Cross-regional simultaneity correlation

Under the ALF simultaneity definition, detectable regional autocorrelations are observed for nearly every pair of regions. One exception to this is the Eastern and Southern regions, which although very strongly and positively autocorrelated with one another are fairly uncorrelated with other regions. In the Eastern region, ALF simultaneity is strongly and negatively autocorrelated with ALF simultaneity in the Eastern Great Basin, Northern California and the Northwest, and strongly and positively autocorrelated with ALF simultaneity in the Southwest region. In the Southern region, ALF simultaneity is very strongly and positively autocorrelated with ALF simultaneity in Rocky Mountain and Southwest regions. Detectable autocorrelations occur less frequently under the VLF and ELF simultaneity definitions, particularly in the Southwest. Although being detectably autocorrelated with nearly every other region under the ALF definition, autocorrelations in VLF simultaneity between the Southwest and other GACCs are detectable for Alaska, Eastern Great Basin, Rocky Mountain and Southern regions only. Even fewer autocorrelations are detectable under the ELF definition and the Southwest is only autocorrelated with Alaska. Regardless of the simultaneity definition, strong and positive autocorrelations are detectable between the Eastern Great Basin, Western Great Basin, Northern California, Southern California Northwest and Northern Rockies regions (Fig. 6).

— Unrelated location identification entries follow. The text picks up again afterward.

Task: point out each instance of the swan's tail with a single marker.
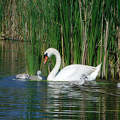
(95, 73)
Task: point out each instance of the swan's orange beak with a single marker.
(45, 60)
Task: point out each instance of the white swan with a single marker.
(37, 77)
(72, 72)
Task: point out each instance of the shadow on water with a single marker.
(31, 100)
(58, 100)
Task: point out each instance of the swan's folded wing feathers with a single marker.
(74, 71)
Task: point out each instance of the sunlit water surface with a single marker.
(35, 100)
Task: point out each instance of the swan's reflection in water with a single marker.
(57, 100)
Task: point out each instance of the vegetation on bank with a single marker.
(84, 31)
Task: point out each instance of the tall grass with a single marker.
(84, 31)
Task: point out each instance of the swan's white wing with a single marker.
(74, 72)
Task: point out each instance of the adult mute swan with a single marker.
(72, 72)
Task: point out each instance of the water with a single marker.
(32, 100)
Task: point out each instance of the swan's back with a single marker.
(74, 72)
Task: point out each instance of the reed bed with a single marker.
(84, 31)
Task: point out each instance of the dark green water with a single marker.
(33, 100)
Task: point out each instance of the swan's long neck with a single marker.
(53, 73)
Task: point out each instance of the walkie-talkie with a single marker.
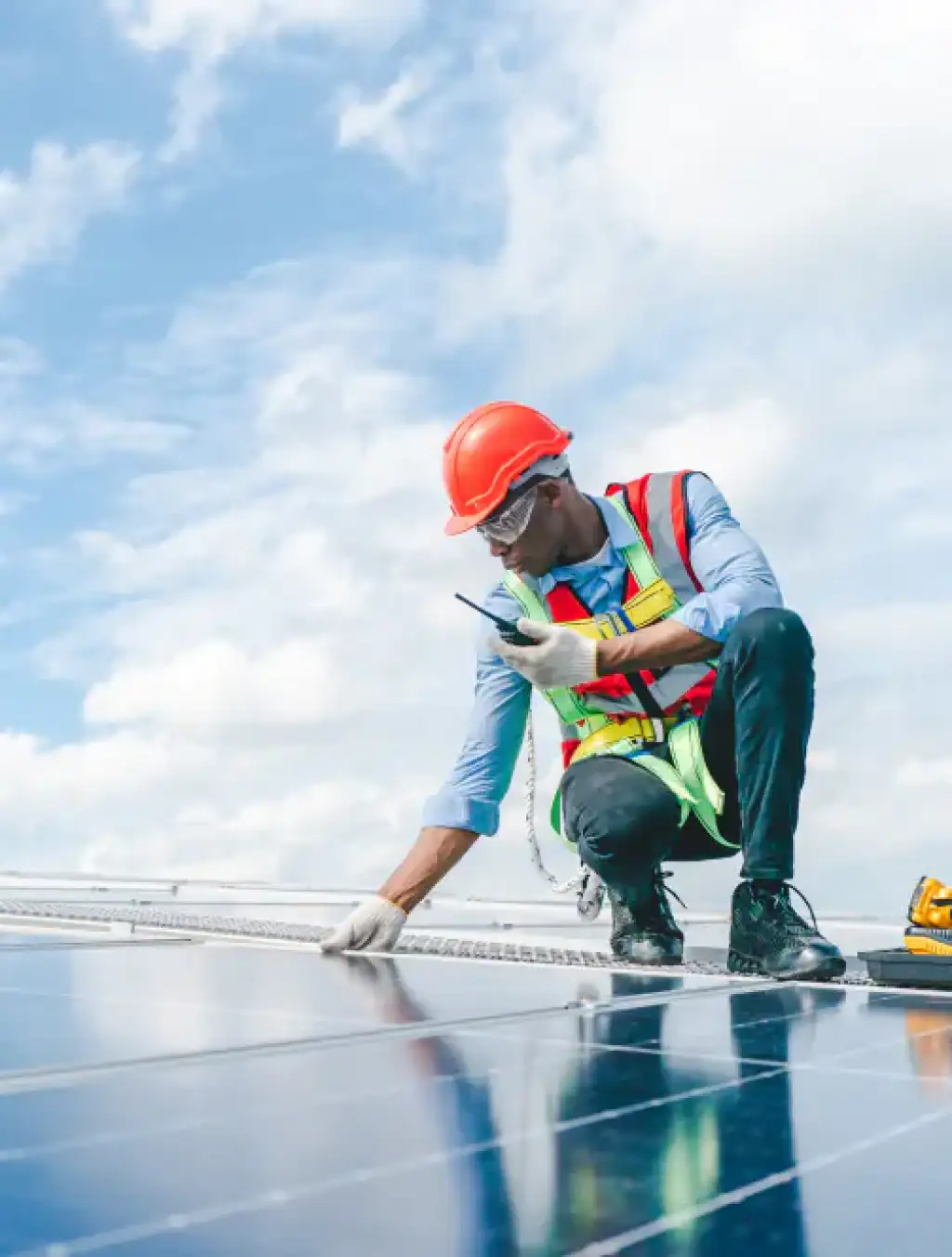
(507, 628)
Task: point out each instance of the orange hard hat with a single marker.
(487, 450)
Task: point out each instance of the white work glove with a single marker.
(562, 657)
(375, 924)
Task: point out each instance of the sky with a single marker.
(257, 257)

Fig. 6.  Correlation and significance of simultaneity measures across Geographic Area Coordination Centers as measure using Kendal correlation coefficient. Each row corresponds to a simultaneity definition: 405+ ha (top), 4050+ ha (middle), and 20 250+ ha (bottom). The values reported in the table represent the correlation between the regions identified in the row and column labels and the colour identifies the significance level (i.e. spatial autocorrelation). P values smaller than 0.03 are interpreted as significant (yellow), P values smaller than 0.0075 are interpreted as strongly significant (orange), and P values smaller than 0.0005 are interpreted as very strongly significant (red).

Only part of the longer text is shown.